El análisis, que revisa los 438.134 fallecimientos registrados en Euskadi en ese periodo, identifica 16.298 muertes por cáncer colorrectal, el 3,7% del total. La tasa de mortalidad ajustada por edad pasó de 32,8 a 23,1 muertes por cada 100.000 habitantes entre 2004 y 2024, un descenso del 29,6%.

El dato más llamativo llega al mirar solo a la población diana del cribado, las personas de entre 50 y 69 años: ahí la mortalidad cayó un 50,1%, de 39,7 a 19,8 muertes por 100.000 habitantes. Los investigadores calculan que, sin el programa de detección precoz, la tasa habría rondado las 36,8 muertes por 100.000 en 2024, lo que sitúa la reducción atribuible al cribado en un 46,2%.

El punto de inflexión, en 2012

El estudio localiza un cambio estadísticamente significativo en la tendencia de mortalidad en el año 2012, tres años después de que arrancara el programa. Antes de esa fecha la mortalidad venía subiendo ligeramente; después, empezó a bajar de forma sostenida. Los autores atribuyen ese primer repunte a un efecto habitual en los programas de cribado: al empezar a explorar a más gente, salen a la luz tumores que ya existían pero no se habían diagnosticado.

Por sexos, el descenso fue mayor en los hombres (-34%) que en las mujeres (-14,6%), aunque en ambos casos el cribado explica buena parte de la mejora frente a lo que cabría esperar sin el programa.

¿Cómo funciona el cribado en Euskadi?

El programa invita cada dos años a la población de 50 a 69 años a hacerse un test de sangre oculta en heces (FIT). Quien da positivo pasa a una colonoscopia. La participación media en estas dos décadas ha sido del 70%, y más del 90% de quienes dan positivo acuden después a la colonoscopia, según recoge el estudio.

De los 4.892 cánceres detectados por el cribado con información sobre su estadio, el 70,8% se diagnosticó en fase I o II, es decir, en momentos en los que el tratamiento tiene más opciones de éxito.

También baja la mortalidad en mayores de 70

Aunque el cribado no se dirigía a los mayores de 70 años durante la mayor parte del periodo estudiado, su mortalidad por cáncer colorrectal también bajó, un 19,6%. Los autores lo explican por un efecto de arrastre: quienes se sometieron al cribado entre los 50 y los 69 años siguen beneficiándose de esa detección precoz al hacerse mayores.

Precisamente por ese margen de mejora en la población de más edad, Osakidetza extendió el año pasado el cribado hasta los 74 años. Los primeros datos de esa ampliación, citados en el estudio, muestran una participación del 77% y una tasa de detección de cáncer que duplica a la registrada en la franja de 50 a 69 años.

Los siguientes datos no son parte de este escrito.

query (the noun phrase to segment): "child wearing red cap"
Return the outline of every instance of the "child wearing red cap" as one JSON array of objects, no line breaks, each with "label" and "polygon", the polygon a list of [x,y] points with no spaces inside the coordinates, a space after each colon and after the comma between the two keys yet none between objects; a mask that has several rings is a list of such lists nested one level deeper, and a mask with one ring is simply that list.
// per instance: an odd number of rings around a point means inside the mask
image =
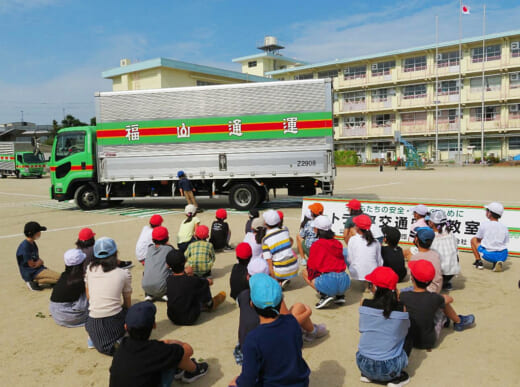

La pandemia no frenó la tendencia

El equipo investigador comprobó además que la caída en la mortalidad por cáncer colorrectal se mantuvo durante la pandemia de covid-19, pese al repunte generalizado de la mortalidad por todas las causas en esos años. Incluso descontando las muertes atribuidas directamente al coronavirus, la tendencia a la baja se sostiene.

Los autores reconocen alguna limitación: al tratarse de datos agregados y no individuales, no pueden vincular directamente la participación de cada persona en el cribado con su supervivencia. Aun así, consideran que la magnitud y la constancia del descenso, mantenido durante más de una década, avalan el impacto del programa.